Most developers are familiar with the FizzBuzz code test which is a quick way to filter out developers who can’t code. At Yodle, we had our own, slightly more challenging problem. The challenge was read in a text file and then print out the frequency each word appears in descending order. It’s more complicated than FizzBuzz but it assesses a variety of skills. The solution needs to do the following:
- Read the file
- Split the text into a list of words delimited by non-letter characters
- Convert each word to lower case
- Compute the frequency each word appears
- Sort the results in descending order by frequency
- Print this sorted list
I thought it would be fun to see if I could do it in PostgreSQL and was surprised by how quick and easy it was.
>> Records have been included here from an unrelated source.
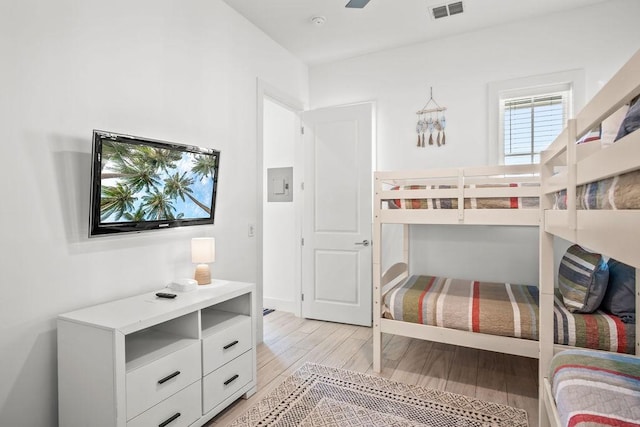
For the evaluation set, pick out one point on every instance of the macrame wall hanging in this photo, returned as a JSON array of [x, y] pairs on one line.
[[431, 119]]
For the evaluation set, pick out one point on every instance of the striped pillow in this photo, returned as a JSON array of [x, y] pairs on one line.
[[582, 278]]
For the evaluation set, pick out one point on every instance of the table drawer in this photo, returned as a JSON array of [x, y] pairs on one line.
[[226, 344], [161, 378], [179, 410], [227, 380]]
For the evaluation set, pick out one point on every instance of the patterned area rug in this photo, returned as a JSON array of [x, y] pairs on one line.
[[320, 396]]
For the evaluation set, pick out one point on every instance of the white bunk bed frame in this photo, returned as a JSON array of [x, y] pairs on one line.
[[464, 179], [615, 233]]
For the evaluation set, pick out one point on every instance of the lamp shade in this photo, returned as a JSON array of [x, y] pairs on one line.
[[203, 250]]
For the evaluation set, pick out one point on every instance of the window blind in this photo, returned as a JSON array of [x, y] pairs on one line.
[[530, 124]]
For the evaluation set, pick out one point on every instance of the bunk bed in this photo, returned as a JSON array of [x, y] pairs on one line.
[[581, 203], [569, 177], [499, 317], [498, 195]]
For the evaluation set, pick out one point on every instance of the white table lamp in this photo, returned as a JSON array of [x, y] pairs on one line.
[[203, 252]]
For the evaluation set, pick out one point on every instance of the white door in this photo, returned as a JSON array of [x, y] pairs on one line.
[[336, 252]]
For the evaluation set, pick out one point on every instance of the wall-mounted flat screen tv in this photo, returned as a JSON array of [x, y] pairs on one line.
[[141, 184]]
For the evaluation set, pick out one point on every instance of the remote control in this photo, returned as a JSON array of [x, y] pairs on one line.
[[165, 295]]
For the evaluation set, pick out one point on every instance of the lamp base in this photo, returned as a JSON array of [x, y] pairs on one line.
[[202, 274]]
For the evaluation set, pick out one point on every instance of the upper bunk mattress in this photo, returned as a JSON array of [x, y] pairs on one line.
[[618, 192], [469, 202], [500, 309], [596, 388]]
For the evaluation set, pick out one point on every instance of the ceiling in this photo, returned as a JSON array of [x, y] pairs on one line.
[[382, 24]]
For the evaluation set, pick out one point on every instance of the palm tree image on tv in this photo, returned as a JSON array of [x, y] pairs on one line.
[[146, 183]]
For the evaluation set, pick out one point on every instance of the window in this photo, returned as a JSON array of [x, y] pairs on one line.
[[530, 124], [526, 114]]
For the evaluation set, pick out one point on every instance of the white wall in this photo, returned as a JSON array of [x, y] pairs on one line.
[[281, 127], [597, 39], [178, 70]]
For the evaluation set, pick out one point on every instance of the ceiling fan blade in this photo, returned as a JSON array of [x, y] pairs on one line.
[[357, 4]]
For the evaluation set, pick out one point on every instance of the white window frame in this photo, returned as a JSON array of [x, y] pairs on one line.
[[572, 80]]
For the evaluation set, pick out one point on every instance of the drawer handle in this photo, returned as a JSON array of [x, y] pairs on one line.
[[232, 379], [228, 346], [169, 420], [168, 377]]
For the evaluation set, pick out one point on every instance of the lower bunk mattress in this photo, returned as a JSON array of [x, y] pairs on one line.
[[501, 309], [596, 388]]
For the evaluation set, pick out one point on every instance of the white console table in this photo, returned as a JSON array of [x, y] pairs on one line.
[[149, 361]]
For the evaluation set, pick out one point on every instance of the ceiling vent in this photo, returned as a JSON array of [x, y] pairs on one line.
[[450, 9]]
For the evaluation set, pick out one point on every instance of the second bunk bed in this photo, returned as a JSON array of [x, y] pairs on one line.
[[591, 197]]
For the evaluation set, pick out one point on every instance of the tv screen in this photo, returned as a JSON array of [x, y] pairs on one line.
[[143, 184]]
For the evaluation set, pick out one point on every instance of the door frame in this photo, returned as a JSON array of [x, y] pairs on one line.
[[267, 91]]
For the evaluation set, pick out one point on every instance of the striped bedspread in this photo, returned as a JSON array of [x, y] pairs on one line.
[[469, 203], [596, 388], [500, 309], [618, 192]]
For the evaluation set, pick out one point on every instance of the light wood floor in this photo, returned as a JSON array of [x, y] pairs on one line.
[[289, 342]]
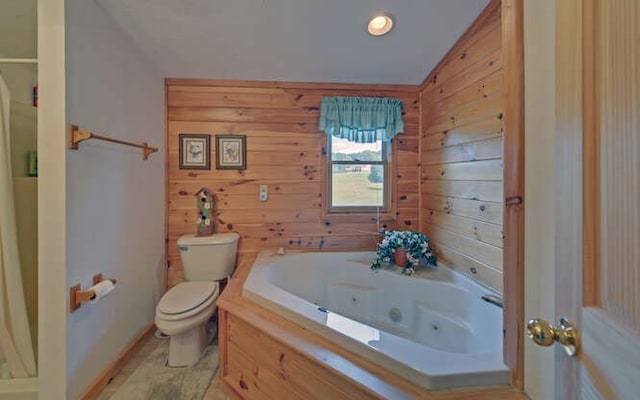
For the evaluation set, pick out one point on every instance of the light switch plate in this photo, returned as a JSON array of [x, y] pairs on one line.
[[264, 192]]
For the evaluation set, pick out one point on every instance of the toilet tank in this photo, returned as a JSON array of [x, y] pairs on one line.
[[208, 258]]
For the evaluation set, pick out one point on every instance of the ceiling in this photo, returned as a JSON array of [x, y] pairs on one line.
[[294, 40]]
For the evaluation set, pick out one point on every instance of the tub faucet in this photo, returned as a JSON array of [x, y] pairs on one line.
[[493, 299]]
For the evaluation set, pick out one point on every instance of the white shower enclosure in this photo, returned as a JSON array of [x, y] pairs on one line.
[[18, 194]]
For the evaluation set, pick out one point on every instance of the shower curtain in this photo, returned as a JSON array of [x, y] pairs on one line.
[[16, 349]]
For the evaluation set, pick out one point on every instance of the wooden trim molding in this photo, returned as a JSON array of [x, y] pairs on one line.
[[513, 255], [96, 387], [288, 85]]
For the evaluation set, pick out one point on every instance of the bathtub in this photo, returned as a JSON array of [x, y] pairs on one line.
[[432, 328]]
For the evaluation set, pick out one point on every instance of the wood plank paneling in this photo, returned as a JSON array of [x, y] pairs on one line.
[[285, 151], [462, 110]]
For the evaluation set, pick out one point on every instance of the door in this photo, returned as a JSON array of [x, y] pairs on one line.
[[598, 196]]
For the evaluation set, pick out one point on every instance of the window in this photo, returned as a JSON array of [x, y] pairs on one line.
[[358, 175]]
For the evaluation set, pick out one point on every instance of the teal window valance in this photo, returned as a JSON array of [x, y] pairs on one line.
[[361, 119]]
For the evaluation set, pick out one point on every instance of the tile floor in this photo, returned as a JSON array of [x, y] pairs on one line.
[[213, 393]]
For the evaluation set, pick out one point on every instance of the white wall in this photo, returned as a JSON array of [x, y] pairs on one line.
[[540, 189], [115, 200]]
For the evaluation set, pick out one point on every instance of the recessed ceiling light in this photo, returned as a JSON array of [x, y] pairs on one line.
[[380, 24]]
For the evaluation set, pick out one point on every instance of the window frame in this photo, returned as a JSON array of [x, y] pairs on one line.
[[386, 163]]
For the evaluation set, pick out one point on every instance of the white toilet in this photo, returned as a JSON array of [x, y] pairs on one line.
[[184, 310]]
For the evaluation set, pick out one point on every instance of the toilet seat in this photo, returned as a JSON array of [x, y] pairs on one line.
[[186, 299]]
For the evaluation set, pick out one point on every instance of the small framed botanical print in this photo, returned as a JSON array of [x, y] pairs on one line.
[[195, 151], [231, 152]]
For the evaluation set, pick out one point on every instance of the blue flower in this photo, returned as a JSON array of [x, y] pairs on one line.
[[415, 244]]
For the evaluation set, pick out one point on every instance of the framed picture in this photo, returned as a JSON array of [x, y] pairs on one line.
[[231, 152], [195, 151]]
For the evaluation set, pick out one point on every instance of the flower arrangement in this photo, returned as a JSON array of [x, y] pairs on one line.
[[415, 244]]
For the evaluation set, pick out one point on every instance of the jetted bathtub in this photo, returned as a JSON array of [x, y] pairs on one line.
[[432, 328]]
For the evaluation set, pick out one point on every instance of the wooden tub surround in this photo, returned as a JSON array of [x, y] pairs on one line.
[[264, 356]]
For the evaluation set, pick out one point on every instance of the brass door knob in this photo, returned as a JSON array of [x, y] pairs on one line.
[[544, 334]]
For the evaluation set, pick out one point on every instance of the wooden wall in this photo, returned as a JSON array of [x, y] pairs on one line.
[[284, 150], [461, 109]]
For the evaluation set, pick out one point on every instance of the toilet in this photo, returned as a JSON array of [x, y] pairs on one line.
[[183, 313]]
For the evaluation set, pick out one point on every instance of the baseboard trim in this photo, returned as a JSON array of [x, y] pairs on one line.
[[98, 385]]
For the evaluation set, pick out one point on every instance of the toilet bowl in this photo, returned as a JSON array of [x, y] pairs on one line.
[[184, 311], [182, 314]]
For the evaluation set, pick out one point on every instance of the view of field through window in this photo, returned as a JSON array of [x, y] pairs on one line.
[[358, 182]]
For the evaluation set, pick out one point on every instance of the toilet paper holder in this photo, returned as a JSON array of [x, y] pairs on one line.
[[78, 296]]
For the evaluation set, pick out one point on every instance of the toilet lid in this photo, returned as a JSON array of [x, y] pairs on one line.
[[186, 296]]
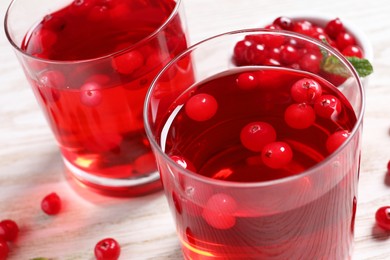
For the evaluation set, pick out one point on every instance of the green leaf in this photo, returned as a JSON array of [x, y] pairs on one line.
[[332, 65], [362, 66]]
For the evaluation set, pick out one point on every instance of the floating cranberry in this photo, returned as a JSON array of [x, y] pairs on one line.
[[254, 136], [247, 80], [129, 62], [353, 51], [186, 164], [107, 249], [219, 211], [4, 249], [336, 139], [90, 94], [201, 107], [45, 39], [299, 116], [344, 40], [51, 204], [306, 90], [289, 54], [327, 106], [382, 217], [9, 230], [277, 155], [284, 22], [255, 54], [334, 27], [310, 62]]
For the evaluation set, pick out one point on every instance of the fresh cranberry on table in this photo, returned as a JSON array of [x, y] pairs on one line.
[[107, 249], [51, 204], [9, 230]]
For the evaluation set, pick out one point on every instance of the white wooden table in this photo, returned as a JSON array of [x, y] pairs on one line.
[[30, 165]]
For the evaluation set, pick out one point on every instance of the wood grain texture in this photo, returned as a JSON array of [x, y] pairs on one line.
[[30, 165]]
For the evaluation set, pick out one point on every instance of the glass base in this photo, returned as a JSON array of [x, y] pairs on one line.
[[131, 187]]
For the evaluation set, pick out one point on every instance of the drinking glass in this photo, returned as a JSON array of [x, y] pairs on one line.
[[89, 63], [291, 193]]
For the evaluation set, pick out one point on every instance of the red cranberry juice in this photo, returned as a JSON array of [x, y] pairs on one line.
[[307, 218], [95, 106]]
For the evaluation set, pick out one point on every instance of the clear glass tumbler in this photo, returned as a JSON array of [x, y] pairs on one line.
[[259, 151], [89, 63]]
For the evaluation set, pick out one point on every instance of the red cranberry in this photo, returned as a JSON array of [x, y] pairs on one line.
[[274, 54], [219, 211], [201, 107], [299, 116], [4, 249], [303, 27], [277, 155], [327, 106], [353, 51], [254, 136], [51, 204], [256, 54], [46, 38], [284, 22], [334, 27], [344, 40], [336, 139], [310, 62], [246, 80], [271, 41], [382, 217], [90, 94], [289, 54], [306, 90], [107, 249], [129, 62], [9, 230]]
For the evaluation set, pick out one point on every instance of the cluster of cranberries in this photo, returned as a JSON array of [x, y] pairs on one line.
[[106, 249], [277, 50]]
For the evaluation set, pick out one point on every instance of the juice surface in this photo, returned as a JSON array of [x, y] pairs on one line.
[[305, 218], [92, 90]]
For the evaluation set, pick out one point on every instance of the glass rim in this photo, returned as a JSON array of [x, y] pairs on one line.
[[233, 184], [149, 37]]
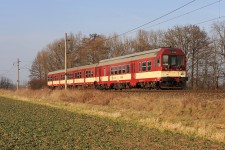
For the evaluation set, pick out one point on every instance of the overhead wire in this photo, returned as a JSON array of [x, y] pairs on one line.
[[187, 13], [156, 18]]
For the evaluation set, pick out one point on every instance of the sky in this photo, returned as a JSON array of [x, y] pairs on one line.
[[28, 26]]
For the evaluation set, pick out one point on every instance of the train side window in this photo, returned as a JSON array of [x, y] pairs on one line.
[[62, 77], [116, 68], [140, 68], [119, 70], [165, 60], [158, 61], [149, 65], [143, 66], [55, 78], [112, 70], [104, 71]]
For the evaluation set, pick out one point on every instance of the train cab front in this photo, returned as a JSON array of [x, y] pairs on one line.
[[173, 70]]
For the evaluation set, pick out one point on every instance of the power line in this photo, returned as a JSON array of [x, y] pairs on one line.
[[187, 13], [158, 18], [213, 19]]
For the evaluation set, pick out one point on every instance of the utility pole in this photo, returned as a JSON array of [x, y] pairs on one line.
[[65, 61], [18, 77]]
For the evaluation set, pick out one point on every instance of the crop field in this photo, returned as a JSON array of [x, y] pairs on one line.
[[25, 125]]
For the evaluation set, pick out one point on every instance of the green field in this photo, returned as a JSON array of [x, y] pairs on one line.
[[25, 125]]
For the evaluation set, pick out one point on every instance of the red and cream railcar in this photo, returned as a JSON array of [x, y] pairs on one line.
[[159, 68]]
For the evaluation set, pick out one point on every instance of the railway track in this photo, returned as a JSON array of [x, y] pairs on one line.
[[167, 91]]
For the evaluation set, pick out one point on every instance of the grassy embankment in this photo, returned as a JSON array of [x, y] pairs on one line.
[[192, 114]]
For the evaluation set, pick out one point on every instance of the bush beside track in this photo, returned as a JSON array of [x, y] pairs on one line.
[[193, 114]]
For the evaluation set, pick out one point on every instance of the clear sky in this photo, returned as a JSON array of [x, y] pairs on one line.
[[27, 26]]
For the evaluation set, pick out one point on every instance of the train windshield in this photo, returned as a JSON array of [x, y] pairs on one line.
[[173, 60]]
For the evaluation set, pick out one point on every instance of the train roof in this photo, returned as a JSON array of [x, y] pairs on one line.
[[115, 60], [130, 57], [74, 68]]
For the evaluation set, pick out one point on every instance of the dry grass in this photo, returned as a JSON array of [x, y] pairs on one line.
[[195, 114]]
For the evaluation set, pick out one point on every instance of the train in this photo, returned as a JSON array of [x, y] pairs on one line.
[[161, 68]]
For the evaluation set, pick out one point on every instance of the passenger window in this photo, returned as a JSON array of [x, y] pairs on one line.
[[104, 71], [143, 66]]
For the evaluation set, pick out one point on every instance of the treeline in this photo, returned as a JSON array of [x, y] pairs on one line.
[[205, 52]]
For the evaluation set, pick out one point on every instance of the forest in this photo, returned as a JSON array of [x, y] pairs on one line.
[[205, 52]]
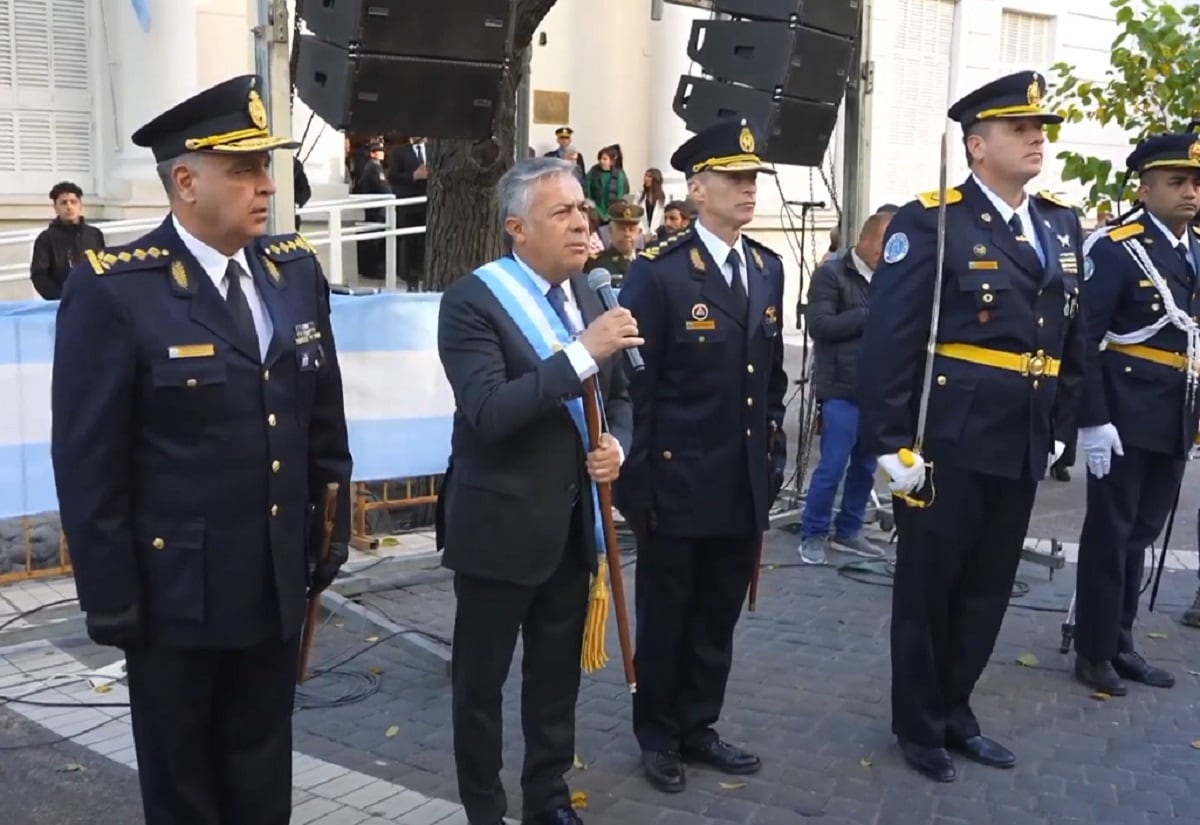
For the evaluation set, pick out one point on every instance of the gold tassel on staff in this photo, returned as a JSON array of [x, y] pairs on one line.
[[594, 655]]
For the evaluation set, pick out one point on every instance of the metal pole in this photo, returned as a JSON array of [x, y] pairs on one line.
[[271, 35]]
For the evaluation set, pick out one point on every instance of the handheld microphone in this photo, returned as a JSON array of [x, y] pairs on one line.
[[600, 281]]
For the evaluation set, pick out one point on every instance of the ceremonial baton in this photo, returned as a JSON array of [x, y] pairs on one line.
[[612, 552], [329, 510]]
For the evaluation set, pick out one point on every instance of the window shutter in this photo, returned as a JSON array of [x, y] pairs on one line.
[[913, 88], [46, 125]]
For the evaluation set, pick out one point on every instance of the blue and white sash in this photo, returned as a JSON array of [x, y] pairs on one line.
[[541, 326]]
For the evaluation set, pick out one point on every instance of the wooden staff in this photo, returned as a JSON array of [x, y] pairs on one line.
[[754, 579], [310, 626], [593, 644]]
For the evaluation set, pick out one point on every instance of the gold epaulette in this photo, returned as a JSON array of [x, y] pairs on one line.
[[930, 199], [291, 246], [126, 259], [667, 245], [1127, 230], [1057, 200]]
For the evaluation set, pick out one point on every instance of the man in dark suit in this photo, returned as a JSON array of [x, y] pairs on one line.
[[1138, 419], [708, 451], [517, 516], [197, 415], [1001, 404]]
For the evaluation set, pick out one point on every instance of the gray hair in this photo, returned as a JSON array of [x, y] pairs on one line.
[[515, 190], [166, 169]]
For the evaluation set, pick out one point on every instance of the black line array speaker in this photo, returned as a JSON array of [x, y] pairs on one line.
[[432, 68], [783, 65]]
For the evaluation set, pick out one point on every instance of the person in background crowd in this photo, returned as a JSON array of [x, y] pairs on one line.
[[63, 244], [606, 182], [837, 317], [1002, 398], [198, 415], [516, 515], [1138, 419], [708, 452]]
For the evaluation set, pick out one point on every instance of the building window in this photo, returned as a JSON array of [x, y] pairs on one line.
[[912, 74], [46, 125]]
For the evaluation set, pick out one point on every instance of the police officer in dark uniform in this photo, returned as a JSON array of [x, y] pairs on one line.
[[708, 451], [197, 417], [624, 228], [1001, 404], [1138, 417]]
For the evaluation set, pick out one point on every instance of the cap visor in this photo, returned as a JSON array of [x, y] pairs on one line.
[[255, 145]]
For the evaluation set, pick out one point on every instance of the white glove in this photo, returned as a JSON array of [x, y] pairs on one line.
[[1098, 445], [1060, 447], [904, 479]]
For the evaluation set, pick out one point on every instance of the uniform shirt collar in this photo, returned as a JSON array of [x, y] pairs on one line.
[[214, 263], [1006, 211], [718, 248]]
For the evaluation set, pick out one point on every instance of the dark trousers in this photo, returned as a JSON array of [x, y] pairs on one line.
[[213, 732], [689, 595], [841, 457], [955, 565], [1126, 511], [489, 618]]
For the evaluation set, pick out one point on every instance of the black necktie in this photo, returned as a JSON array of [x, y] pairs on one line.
[[239, 307], [558, 300], [741, 300]]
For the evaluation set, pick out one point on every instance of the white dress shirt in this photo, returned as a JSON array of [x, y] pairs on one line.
[[720, 252], [215, 263]]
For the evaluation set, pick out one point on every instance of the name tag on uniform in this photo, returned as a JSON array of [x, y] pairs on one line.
[[306, 332], [191, 351]]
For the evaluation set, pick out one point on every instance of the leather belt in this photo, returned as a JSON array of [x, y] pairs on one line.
[[1174, 360], [1035, 365]]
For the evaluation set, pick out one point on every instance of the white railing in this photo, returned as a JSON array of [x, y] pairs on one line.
[[335, 234]]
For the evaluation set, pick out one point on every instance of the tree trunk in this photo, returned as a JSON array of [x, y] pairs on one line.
[[462, 226]]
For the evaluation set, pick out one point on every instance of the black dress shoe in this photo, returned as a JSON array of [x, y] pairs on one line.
[[1137, 669], [1099, 676], [724, 757], [984, 751], [564, 816], [931, 763], [664, 770]]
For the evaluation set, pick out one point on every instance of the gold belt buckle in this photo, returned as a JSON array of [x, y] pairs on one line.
[[1033, 365]]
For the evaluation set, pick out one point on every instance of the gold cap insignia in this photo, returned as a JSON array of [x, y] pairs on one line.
[[179, 274], [747, 140], [1033, 94], [257, 110]]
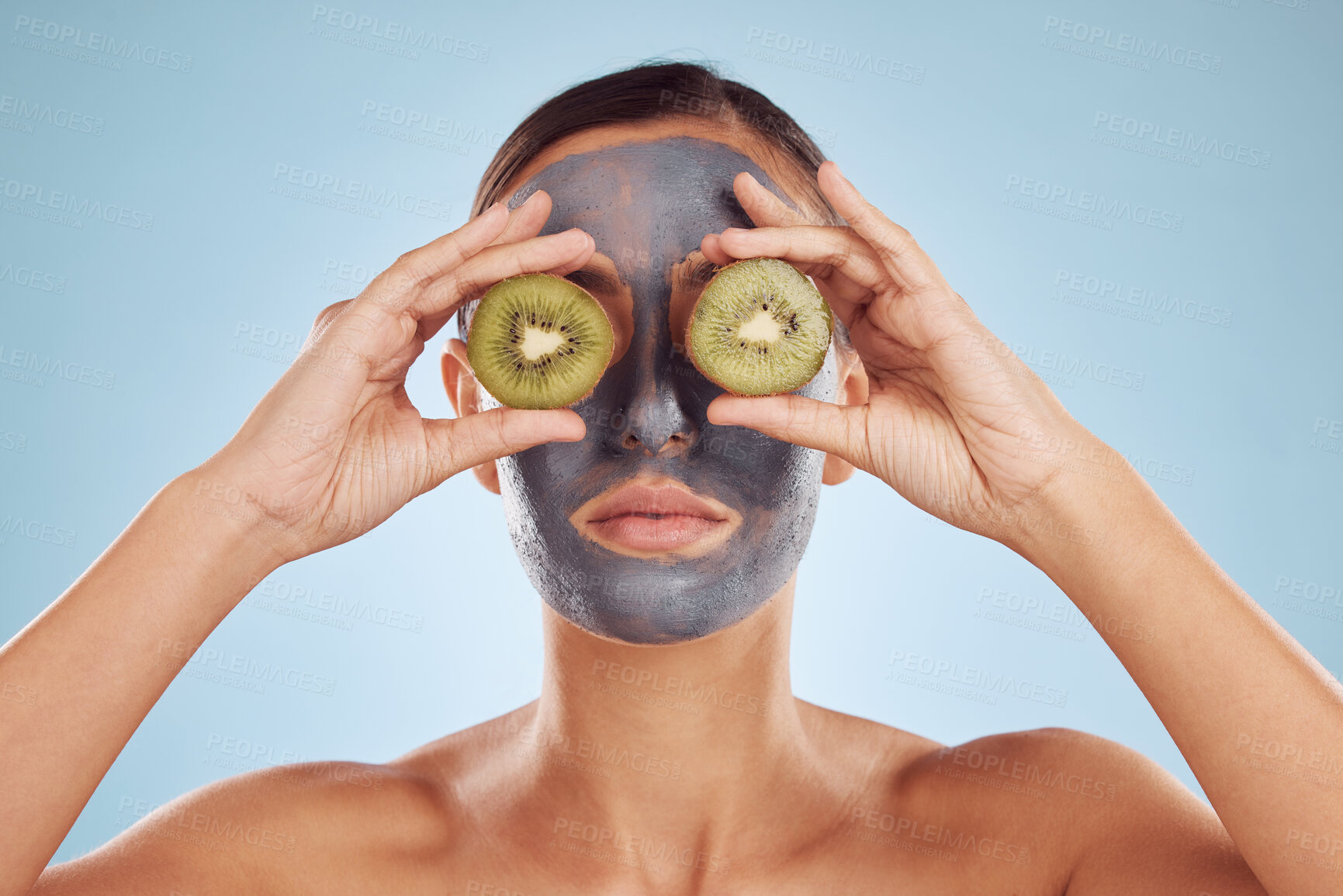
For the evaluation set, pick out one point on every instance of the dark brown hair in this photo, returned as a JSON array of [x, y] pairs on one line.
[[659, 90]]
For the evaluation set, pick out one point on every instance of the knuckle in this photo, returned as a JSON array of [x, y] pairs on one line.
[[331, 313]]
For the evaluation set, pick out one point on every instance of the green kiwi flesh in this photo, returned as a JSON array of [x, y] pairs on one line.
[[759, 328], [538, 340]]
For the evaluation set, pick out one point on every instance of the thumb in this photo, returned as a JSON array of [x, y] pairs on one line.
[[801, 420], [455, 445]]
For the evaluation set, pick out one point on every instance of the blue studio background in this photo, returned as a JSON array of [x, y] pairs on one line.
[[1144, 187]]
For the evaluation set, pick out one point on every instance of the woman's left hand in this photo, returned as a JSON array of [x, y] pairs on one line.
[[955, 422]]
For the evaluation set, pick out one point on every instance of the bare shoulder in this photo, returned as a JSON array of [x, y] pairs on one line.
[[289, 829], [1107, 817]]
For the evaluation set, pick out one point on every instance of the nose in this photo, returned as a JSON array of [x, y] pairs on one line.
[[657, 425], [656, 415]]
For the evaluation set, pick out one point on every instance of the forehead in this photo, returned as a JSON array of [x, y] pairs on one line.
[[669, 187]]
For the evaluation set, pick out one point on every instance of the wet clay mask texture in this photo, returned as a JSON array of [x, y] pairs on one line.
[[648, 206]]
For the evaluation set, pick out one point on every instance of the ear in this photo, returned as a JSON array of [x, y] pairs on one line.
[[464, 393], [853, 390]]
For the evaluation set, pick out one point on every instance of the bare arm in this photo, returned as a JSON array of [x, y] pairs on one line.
[[99, 659], [334, 449], [1220, 672], [963, 429]]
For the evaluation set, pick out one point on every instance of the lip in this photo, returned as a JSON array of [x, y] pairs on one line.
[[656, 517]]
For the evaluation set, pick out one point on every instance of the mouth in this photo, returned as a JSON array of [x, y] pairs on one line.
[[656, 517]]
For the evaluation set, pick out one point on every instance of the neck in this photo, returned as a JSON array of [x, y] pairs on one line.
[[670, 740]]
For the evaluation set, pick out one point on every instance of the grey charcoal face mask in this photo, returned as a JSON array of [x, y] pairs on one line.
[[648, 206]]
The most challenging part was figuring out how to read the file - after that it was just using a few of the built in functions to clean and organize the text.
DROP TABLE IF EXISTS temp_t; CREATE TABLE temp_t (c text); COPY temp_t(c) FROM '/tmp/data.txt'; select lower(data.w) as word, count(1) as num_words from ( select regexp_split_to_table((select string_agg(c,' ') from temp_t), E'[^\\w]+') as w ) data where data.w <> '' group by word order by num_words desc, word;
It also turns out to be very simple to do FizzBuzz in PostgreSQL. The nice part of the PostgreSQL solution is that it can easily scale to adding a 3rd combination. for example print Dozz if the number is divisible by 7. In the PostgreSQL solution, it would just require adding a row whereas in the standard solutions it would require a bit of work and would increase the chance of a bug.
DROP TABLE IF EXISTS fizzbuzz; CREATE TABLE fizzbuzz ( num int, text varchar(4), priority smallint ); insert into fizzbuzz (num, text, priority) values (3, 'Fizz', 1), (5, 'Buzz', 2); select coalesce(string_agg(fizzbuzz.text, '' order by fizzbuzz.priority asc), nums.num::text) as text from ( select generate_series(1,100) as num ) nums left join fizzbuzz on nums.num % fizzbuzz.num = 0 group by nums.num order by nums.num asc;
Clearly PostgreSQL isn’t the right tool for every task but it’s surprising how powerful it can be given the right problem. It’s also a great way to think differently about a problem - even if you end up choosing a more standard solution.